Produção agroecológica se expande

Produção agroecológica se expande nos municípios do Médio Oeste

MÁRCIO MORAIS
De Campo Grande

Médio Oeste - O aumento nos investimentos voltados à agricultura familiar do interior do Nordeste brasileiro vem despertando a atenção dos agricultores familiares para as instituições promotoras do desenvolvimento regional, como os órgãos de cooperação internacional e o Projeto Dom Hélder Câmara, do Ministério do Desenvolvimento Agrário, que estão observando a diversificação e o crescimento de novas cadeias produtivas. Um exemplo recente é o caso do plantio de hortaliças e fruteiras orgânicas em vários municípios da região do Médio Oeste.

No território denominado de Sertão do Apodi, que abrange cerca de 20 municípios da região, o Projeto Dom Hélder Câmara/SDT/MDA, em apenas 16 áreas de assentamento e comunidades rurais pertencentes a 6 municípios que estão incluídos na área de abrangência do Projeto Dom Hélder no Alto Sertão Apodiense, o especialista em Irrigação e agrônomo Caramuru Paiva mapeou 231 agricultores que extraem suas rendas familiares a partir de 55,75 hectares de terras totais irrigadas que são destinadas ao cultivo de hortaliças como alface, coentro, cebolinha, tomate, pimentão e fruteiras como maracujá, mamão, goiaba e banana.

Os resultados têm sido bastante satisfatórios para as famílias envolvidas nessas atividades, considerando os aspectos ambientais, a questão de segurança alimentar e a geração de ocupação e renda no perímetro rural. No que se refere ao meio ambiente, o plantio sem o uso de agrotóxicos apresenta um custo de produção mais barato, reduz os impactos na diversidade florística e não agride a saúde humana.

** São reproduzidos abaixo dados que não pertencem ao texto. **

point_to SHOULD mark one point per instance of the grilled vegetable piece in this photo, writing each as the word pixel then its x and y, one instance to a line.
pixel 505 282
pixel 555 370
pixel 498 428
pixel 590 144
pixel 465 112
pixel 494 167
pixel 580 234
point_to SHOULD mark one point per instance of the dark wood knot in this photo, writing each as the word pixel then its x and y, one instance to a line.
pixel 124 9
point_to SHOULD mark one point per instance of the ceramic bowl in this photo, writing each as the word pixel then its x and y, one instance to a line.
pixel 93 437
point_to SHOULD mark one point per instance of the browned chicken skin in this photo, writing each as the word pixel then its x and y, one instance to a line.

Segundo o coordenador do projeto Dom Hélder, Caramuru Paiva, a segurança alimentar fica assegurada a partir do momento que as famílias passam a ter acesso às frutas e hortaliças frescas incorporando, nas suas rotinas diárias de alimentação, o consumo desses vegetais que antes ficavam fora do cardápio. Entretanto, o que mais tem surpreendido são as facilidades de venda da produção e a boa rentabilidade deixada para as famílias de agricultores familiares.

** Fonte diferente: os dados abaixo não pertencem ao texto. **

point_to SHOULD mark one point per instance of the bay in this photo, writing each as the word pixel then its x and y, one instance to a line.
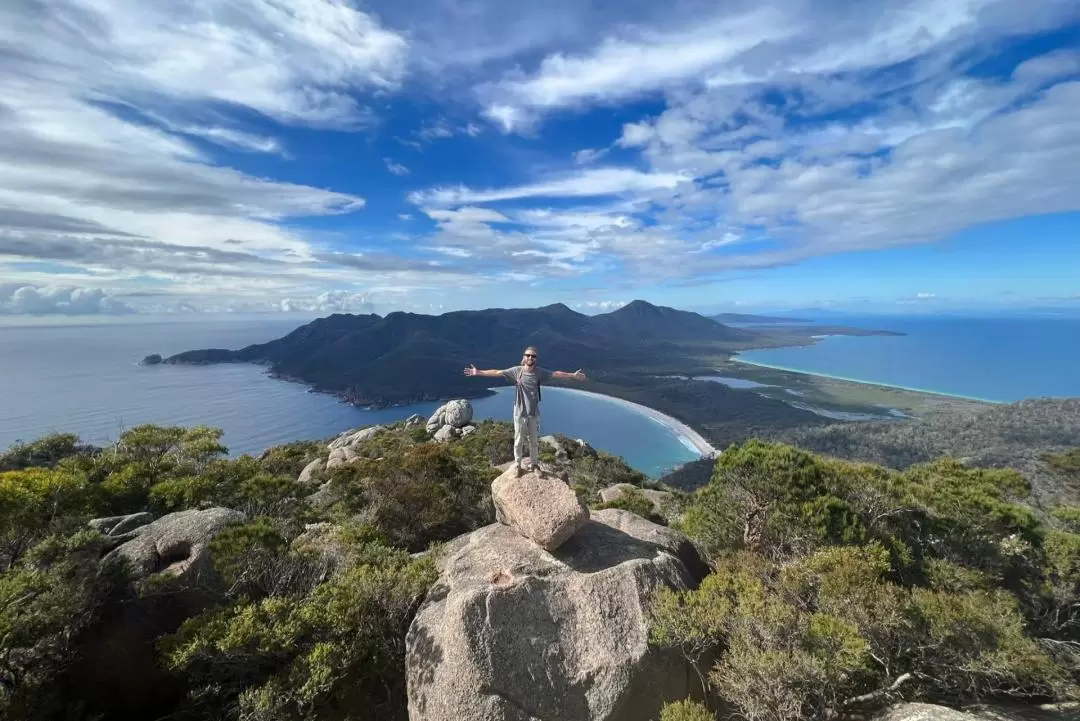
pixel 86 379
pixel 999 359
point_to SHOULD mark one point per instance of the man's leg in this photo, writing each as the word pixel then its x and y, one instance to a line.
pixel 535 440
pixel 521 431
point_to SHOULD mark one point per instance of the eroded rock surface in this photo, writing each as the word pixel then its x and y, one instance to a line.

As famílias têm comercializado a produção das hortaliças dentro das próprias comunidades, nos espaços agroecológicos que vêm sendo estimulados, nas feiras livres municipais das cidades da região do Médio Oeste, e através de entrega em domicílio. A grande novidade tem sido a venda para o consumo na merenda escolar, através do Programa de Aquisição de Alimentos do Governo Federal que, no estado do Rio Grande do Norte, é coordenado pelo Instituto de Assistência Técnica e Extensão Rural do Rio Grande do Norte (EMATER) e pela Companhia Nacional de Abastecimento (CONAB). A renda das famílias envolvidas tem variado de 0,5 salário mínimo até 10 salários.

Família Gondim em Campo Grande serve de exemplo

Campo Grande - Na comunidade rural Campo de Aviação, localizada no município oestano de Campo Grande, quem passa pelo local percebe uma excelente área na margem do Rio Upanema, cuja potencialidade do solo de aluvião e a disponibilidade de água começam a transformar a vida de três famílias de agricultores.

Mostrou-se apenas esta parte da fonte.